On Thu, Jul 24, 2008 at 1:17 AM, Gennadiy Rozental <rogeeff@gmail.com> wrote:
Dean Michael Berris <mikhailberis <at> gmail.com> writes:
Thanks, I've elected to convert my tests to use BOOST_FIXTURE_TEST_CASE ( testname, fixture_class_name ) instead. Now though, everything looks redundant because I have to put the name of the fixture class everywhere I have BOOST_FIXTURE_TEST_CASE (...).
Use BOOST_FIXTURE_TEST_SUITE and all test cases inside this test suite will get fixture automatically (see unit_test_example_07.cpp for example)
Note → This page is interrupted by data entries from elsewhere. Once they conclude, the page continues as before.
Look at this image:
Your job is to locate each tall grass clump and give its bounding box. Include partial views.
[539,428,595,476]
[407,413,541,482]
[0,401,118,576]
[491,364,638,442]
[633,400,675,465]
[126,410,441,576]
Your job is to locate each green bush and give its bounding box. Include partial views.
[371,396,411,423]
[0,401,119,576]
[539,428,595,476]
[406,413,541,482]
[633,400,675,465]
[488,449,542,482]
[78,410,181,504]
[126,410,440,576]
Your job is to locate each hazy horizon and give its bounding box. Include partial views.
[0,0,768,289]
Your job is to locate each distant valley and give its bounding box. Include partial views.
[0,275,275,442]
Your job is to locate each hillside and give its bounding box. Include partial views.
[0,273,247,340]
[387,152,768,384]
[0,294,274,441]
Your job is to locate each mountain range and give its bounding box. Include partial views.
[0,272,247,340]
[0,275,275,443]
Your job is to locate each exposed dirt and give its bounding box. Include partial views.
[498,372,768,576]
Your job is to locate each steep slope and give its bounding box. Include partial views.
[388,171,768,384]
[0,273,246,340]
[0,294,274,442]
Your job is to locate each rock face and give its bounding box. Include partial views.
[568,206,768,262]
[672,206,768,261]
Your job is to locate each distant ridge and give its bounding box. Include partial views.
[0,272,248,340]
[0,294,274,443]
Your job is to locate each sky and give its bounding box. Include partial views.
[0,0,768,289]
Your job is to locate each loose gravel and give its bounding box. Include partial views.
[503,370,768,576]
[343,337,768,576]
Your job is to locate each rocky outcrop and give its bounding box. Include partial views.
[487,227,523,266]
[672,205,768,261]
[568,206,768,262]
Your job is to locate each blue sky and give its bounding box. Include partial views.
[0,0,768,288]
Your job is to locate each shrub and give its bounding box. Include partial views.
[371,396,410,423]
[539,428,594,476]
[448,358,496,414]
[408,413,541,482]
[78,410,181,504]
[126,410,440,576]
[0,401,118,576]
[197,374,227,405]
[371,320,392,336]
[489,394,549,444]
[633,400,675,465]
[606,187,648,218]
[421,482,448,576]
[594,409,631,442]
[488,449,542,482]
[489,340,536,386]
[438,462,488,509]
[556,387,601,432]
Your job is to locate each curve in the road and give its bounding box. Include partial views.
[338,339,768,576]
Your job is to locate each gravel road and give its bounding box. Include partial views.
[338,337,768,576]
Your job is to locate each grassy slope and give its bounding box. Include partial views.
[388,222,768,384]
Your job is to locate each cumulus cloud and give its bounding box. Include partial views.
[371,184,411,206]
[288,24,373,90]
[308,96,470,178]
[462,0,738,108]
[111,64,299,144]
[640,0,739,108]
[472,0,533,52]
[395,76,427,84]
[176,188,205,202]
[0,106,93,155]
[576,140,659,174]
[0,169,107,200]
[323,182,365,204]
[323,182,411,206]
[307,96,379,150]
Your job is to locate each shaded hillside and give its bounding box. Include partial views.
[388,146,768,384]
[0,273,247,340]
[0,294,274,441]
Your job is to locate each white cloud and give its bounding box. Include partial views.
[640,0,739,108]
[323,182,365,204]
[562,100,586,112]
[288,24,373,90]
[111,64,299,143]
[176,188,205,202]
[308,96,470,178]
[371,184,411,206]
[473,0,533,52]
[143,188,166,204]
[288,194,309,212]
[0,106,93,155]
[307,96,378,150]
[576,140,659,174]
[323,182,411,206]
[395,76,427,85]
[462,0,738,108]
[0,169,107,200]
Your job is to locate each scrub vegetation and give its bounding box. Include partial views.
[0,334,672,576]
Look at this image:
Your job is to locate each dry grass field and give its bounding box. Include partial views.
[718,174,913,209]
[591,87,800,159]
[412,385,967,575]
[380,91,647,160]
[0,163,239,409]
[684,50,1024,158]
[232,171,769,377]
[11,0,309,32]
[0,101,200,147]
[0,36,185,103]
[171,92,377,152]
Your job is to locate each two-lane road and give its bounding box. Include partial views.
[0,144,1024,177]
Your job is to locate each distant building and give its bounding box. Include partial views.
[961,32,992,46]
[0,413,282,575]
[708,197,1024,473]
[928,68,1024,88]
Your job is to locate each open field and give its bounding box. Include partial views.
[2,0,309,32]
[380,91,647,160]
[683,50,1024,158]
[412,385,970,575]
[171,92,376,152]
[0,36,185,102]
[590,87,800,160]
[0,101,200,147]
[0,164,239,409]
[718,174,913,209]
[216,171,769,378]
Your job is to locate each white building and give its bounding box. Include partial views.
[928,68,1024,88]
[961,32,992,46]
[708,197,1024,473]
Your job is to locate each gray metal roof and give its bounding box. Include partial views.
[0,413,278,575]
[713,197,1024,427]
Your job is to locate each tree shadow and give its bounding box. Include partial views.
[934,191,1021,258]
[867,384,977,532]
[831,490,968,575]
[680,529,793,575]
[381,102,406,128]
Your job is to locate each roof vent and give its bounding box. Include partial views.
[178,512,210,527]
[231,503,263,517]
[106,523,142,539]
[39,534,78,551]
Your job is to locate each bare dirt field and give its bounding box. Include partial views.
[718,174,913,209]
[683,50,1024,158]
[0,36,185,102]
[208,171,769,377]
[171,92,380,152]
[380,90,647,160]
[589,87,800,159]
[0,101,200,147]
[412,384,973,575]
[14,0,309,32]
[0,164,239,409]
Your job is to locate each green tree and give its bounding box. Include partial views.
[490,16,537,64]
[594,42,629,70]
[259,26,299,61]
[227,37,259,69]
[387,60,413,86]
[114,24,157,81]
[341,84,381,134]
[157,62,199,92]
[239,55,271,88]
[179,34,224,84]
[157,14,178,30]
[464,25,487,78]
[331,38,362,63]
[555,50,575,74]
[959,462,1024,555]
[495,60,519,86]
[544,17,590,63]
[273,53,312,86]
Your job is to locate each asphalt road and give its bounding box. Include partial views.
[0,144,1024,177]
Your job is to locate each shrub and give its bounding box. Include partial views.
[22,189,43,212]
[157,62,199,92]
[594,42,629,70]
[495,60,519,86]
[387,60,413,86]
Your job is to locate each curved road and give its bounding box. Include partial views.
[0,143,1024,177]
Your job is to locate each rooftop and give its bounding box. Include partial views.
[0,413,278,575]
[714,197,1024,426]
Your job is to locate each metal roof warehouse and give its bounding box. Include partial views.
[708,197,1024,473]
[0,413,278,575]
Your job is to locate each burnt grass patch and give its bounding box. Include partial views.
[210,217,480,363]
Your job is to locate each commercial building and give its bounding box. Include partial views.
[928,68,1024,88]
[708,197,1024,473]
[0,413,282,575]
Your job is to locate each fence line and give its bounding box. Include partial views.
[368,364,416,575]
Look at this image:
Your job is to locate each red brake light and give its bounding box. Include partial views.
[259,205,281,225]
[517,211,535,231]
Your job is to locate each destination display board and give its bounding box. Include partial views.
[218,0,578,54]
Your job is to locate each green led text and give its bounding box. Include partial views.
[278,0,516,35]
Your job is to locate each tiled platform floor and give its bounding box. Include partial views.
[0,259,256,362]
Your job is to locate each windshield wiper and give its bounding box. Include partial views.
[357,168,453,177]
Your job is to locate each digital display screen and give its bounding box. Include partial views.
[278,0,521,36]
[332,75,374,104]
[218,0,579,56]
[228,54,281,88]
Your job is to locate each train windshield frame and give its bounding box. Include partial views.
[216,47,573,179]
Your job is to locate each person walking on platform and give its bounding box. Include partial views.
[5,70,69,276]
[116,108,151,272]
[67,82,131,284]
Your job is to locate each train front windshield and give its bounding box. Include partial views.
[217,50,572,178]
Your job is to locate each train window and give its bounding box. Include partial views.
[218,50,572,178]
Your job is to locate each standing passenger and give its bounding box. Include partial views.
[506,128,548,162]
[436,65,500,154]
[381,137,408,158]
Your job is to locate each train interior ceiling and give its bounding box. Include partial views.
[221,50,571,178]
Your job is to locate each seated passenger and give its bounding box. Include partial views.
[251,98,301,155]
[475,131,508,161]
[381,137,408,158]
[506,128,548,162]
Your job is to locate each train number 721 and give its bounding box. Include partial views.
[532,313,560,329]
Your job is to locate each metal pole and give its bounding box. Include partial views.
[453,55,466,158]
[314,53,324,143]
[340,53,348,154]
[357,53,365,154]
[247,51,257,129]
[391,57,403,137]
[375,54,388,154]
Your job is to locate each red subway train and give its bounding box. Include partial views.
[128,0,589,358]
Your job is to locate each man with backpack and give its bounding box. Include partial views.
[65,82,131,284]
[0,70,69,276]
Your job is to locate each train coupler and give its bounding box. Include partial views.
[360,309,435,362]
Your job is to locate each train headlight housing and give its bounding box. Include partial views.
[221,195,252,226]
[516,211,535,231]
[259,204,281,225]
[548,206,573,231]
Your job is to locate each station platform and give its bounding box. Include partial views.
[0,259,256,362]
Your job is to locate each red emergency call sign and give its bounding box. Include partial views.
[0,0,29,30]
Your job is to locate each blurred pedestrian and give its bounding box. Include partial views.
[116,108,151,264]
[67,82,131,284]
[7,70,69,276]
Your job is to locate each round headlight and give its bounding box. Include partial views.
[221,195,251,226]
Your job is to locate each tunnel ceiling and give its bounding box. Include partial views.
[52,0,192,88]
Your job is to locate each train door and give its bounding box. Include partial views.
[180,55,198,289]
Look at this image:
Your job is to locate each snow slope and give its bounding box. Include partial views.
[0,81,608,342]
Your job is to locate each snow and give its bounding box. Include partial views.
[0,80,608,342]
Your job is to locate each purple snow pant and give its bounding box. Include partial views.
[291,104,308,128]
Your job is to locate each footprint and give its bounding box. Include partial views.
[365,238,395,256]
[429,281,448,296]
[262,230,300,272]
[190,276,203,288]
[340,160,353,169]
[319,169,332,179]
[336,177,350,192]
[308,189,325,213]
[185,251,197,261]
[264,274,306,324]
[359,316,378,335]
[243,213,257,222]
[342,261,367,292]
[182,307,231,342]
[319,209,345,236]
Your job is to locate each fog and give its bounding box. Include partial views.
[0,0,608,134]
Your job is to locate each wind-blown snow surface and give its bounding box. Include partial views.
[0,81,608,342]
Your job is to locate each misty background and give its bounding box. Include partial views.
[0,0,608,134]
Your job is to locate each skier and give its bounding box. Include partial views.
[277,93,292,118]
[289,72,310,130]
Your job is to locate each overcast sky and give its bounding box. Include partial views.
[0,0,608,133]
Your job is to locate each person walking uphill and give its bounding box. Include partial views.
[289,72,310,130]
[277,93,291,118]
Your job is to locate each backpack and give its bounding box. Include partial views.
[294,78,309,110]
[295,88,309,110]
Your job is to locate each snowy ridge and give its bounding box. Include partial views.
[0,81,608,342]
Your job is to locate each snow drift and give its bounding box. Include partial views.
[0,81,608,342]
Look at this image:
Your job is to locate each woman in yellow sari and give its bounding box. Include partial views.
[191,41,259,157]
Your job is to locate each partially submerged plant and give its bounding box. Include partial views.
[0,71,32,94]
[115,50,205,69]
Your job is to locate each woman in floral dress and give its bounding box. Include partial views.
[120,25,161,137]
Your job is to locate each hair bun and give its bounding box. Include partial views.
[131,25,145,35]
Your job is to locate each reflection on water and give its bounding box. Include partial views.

Okay, but it's not clear from this example whether using just the normal BOOST_AUTO_TEST_CASE ( test_name ) would work with the correct fixture type set using BOOST_FIXTURE_TEST_SUITE. Even in the example, BOOST_FIXTURE_TEST_SUITE (s,F) doesn't really convey much information except maybe (I'm guessing) create a fixture test suite 's' of type F. It isn't directly obvious how doing BOOST_FIXTURE_TEST_SUITE (...) will actually influence all BOOST_AUTO_TEST_CASE(s) (or in the example BOOST_AUTO_TEST_CASE_TEMPLATE) in the file. Perhaps using a convention like "do `#define BOOST_AUTO_TEST_FIXTURE fixture_type_name` before including 'boost/test/unit_test.hpp'" would work too and be more convenient -- especially in cases where you have a family of related tests in one file. That way you just did: #ifndef BOOST_AUTO_TEST_FIXTURE #define ... #endif in the library to use what the user intended. That way it was less intrusive than having to create a test suite when all you really have are a collection of test cases in a test file. Of course I may be missing some things, but now that I know about BOOST_FIXTURE_TEST_SUITE, I'll use that in the meantime. :D
I notice that there's a global level fixtures, but I'm more interested in something that get constructed/destroyed with every test case invocation -- much like the setUp() and tearDown() overloads in the xUnit family of frameworks.
The fixtures *are* constructed/destroyed per test case.
Even the global fixture? I was under the impression that the global fixture would be something that would be created/destroyed at the start/end of the program -- more like a program-global fixture. Did I misunderstand the implication of the term global fixtures? Thanks for the response, and I look forward to using this library more! -- Dean Michael C. Berris Software Engineer, Friendster, Inc.